We found the registered manager had not acted on safeguarding concerns that had been raised and that incidents and accidents were not always recorded which meant processes were not followed in accordance with the provider’s policies and no actions were taken to keep people safe from avoidable harm and alleged abuse.
Statutory notifications were not always submitted to the Care Quality Commission as required. Services that provide health and social care to people are required to inform the CQC of important events that happen in the service in the form of a 'notification'.
Risk assessments did not always reflect people’s needs. We found two assessments had not been implemented when there was documentation to suggest a risk was present.
We found shortfalls in recording, for example, topical Medication Administration Records (MARs), re-positioning charts were not always signed, accidents and incidents were not always documented on the providers ‘Datix’ system and complaints made to the service had not always been recorded formally.
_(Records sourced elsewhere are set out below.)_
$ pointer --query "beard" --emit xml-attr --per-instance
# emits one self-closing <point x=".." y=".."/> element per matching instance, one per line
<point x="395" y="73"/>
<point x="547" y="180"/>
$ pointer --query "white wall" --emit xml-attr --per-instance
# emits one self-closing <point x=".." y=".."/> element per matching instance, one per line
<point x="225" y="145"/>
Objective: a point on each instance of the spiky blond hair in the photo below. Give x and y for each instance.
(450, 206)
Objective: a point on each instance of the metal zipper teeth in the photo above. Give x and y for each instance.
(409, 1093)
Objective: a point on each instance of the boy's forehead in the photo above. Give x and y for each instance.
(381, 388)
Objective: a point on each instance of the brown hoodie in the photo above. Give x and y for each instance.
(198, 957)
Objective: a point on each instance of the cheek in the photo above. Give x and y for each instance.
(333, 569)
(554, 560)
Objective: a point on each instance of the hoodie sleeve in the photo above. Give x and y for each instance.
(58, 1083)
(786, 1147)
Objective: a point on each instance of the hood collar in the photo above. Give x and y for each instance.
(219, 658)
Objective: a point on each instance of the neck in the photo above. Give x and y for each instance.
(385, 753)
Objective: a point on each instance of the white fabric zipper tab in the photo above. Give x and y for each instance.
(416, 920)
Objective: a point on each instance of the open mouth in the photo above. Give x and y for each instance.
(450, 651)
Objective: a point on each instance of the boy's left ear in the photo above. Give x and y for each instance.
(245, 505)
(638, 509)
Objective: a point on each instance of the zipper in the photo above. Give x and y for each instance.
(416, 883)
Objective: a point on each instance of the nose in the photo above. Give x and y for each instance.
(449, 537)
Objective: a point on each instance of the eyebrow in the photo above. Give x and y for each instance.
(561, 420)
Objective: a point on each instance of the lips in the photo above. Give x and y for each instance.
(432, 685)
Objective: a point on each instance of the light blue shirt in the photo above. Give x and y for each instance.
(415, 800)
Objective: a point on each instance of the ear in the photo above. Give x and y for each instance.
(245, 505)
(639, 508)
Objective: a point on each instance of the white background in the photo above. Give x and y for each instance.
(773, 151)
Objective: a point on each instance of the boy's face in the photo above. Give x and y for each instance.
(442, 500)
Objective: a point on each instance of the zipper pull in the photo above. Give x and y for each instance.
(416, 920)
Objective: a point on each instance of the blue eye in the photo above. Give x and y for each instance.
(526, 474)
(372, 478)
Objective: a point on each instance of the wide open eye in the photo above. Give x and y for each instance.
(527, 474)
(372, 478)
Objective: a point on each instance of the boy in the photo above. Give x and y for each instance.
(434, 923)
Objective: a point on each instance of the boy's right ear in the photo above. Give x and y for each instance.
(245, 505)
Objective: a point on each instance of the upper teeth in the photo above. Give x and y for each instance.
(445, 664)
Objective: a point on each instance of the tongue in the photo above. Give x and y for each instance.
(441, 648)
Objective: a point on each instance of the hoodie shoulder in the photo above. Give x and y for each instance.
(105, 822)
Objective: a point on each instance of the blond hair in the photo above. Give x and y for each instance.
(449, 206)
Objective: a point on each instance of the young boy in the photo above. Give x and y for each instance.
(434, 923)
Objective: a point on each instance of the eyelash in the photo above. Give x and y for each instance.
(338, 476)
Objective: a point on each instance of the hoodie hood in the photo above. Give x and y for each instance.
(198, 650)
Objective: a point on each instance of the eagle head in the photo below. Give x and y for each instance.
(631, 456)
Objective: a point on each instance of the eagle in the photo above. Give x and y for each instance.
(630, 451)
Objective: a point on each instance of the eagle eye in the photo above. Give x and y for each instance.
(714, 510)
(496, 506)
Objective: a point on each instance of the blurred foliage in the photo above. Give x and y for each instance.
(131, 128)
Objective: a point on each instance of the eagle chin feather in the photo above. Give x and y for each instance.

Audits were completed however, we could not be confident that these had reflected all that had happened in the home due to the shortfalls in recording and lack of reporting incidents.
People living in the home told us they felt safe and said the staffing levels were sufficient to meet their needs. Appropriate checks were carried out to ensure staff working in the home were safe to do so.
People and their relatives felt staff had sufficient training to do their job and we found training took place with the staff. Staff were provided with regular supervisions and annual appraisals to develop their learning and any new employees completed an induction programme.
We found the provider was working within the principles of the MCA, with completed assessments in place and relevant care plans in situ. We also saw the provider had made DoLS applications when required.
There were mixed reviews about the food but overall this had improved recently. Fluid and food charts were used for people that required further support although, we found these records were not always robustly maintained.
Most of the people and their relatives told us the staff were caring and spoke positively about their relationships.
People told us staff treated them with dignity and respect at all times. We saw people were being supported to be as independent as possible and explanations about a person’s care was provided.
End of life care plans were individualised to the person’s needs and regularly updated.
Initial assessments and care plans were in place and reviewed regularly. We found that people and their relatives were invited to formal reviews of their care on a six monthly basis.
We saw regular meetings took place with people living in the home to ask for their views and found staff and governance meetings were held.
Surveys had been completed and were overall positive about the home. People living in the home and relatives were provided with annual surveys to complete. Action plans were drawn from this to reflect what the provider and registered manager were doing to support changes, ideas and make wishes and needs a reality at the home.
People and their relatives spoke highly of the activities provided at the home. We saw regular activities, weekly timetables of planned events and monthly newsletters.
The registered manager had positive community links with the local school and put on events to include people in the local community.